Auch der Informationsstand der BfB in der Innenstadt soll Thema der Fraktionssitzung sein. Nach der jüngsten Stadtverordnetenversammlung hatte die BfB dort über wichtige Beschlüsse und Anträge informiert. Dabei ging es unter anderem um Stadtentwicklung, das Mobilitätskonzept, natürlichen Klimaschutz, das Stadtteilbüro, Katzenschutz, Mähroboter, Laufbahnsanierung und Finanzen.

BfB-Stadtverordnete Marion Malachowski bewertet den Austausch positiv: „Viele Themen der Stadtverordnetenversammlung wirken auf den ersten Blick sehr technisch. Im Gespräch merkt man aber schnell, dass sie ganz konkrete Auswirkungen auf den Alltag der Menschen haben.“ Genau deshalb wolle die BfB weiterhin verständlich erklären, worum es in den Gremien gehe.

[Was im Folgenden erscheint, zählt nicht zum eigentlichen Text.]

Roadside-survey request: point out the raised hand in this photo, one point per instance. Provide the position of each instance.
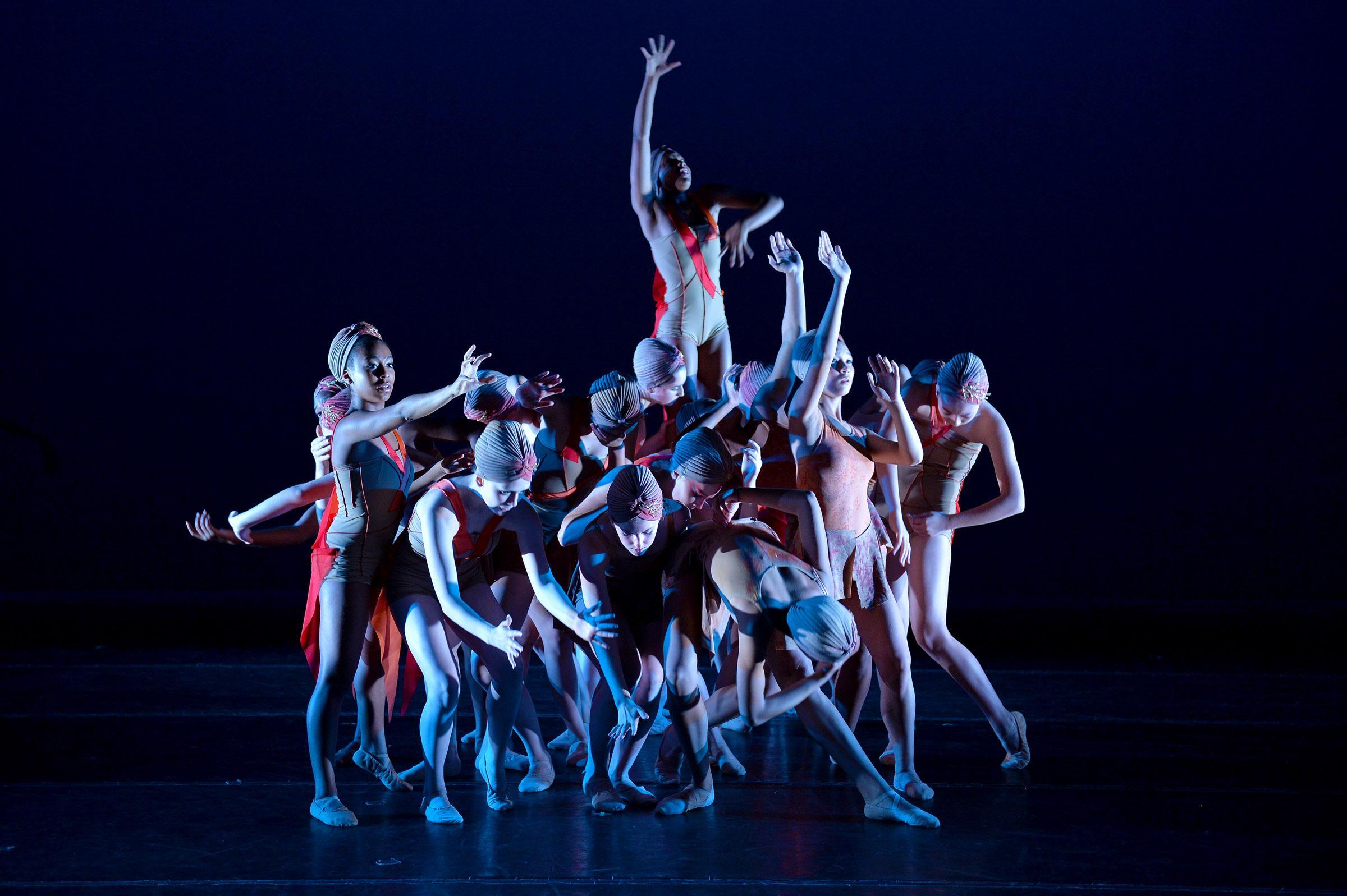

Ein Schwerpunkt bleibt aus Sicht der BfB die Frage, wie Bensheim sich weiterentwickelt. Dazu gehören bezahlbarer Wohnraum, der Schutz von Grün- und Freiflächen, die Stärkung der Stadtteile und eine frühzeitige Beteiligung der Bürgerschaft. BfB-Stadtverordnete Barbara Ottofrickenstein-Ripper betont: „Bürgernähe darf nicht erst beginnen, wenn Entscheidungen schon gefallen sind. Die Menschen müssen frühzeitig erfahren, was geplant ist, und die Möglichkeit haben, ihre Sicht einzubringen.“

Im Anschluss an die Fraktionssitzung setzt die BfB ihre öffentlichen Einzelgespräche mit den Bürgermeisterkandidaten fort. Am Dienstag, 7. Juli, ist um 19 Uhr Justin Arnold zu Gast. Um 20 Uhr folgt Carmelo Torre. Beide Gespräche finden ebenfalls im Vereinsheim der Kleingartenanlage „Schloßblick“, Berliner Ring 125, statt und sind öffentlich.

BfB-Magistratsmitglied Andreas Born weist zudem auf die beginnende Briefwahl zur Bürgermeisterwahl hin. „Wählen zu gehen ist ein wichtiger Teil unserer demokratischen Verantwortung. Wer am Wahltag verhindert ist oder frühzeitig abstimmen möchte, kann ab sofort die Briefwahl nutzen. Wichtig ist, dass möglichst viele Bürgerinnen und Bürger von ihrem Wahlrecht Gebrauch machen.“

„Wir freuen uns über interessierte Bürgerinnen und Bürger, die zuhören, Fragen stellen und sich selbst ein Bild machen möchten“, so Beckmann. Die BfB wolle mit der Gesprächsreihe einen Beitrag dazu leisten, die Bürgermeisterwahl sachlich, offen und bürgernah zu begleiten.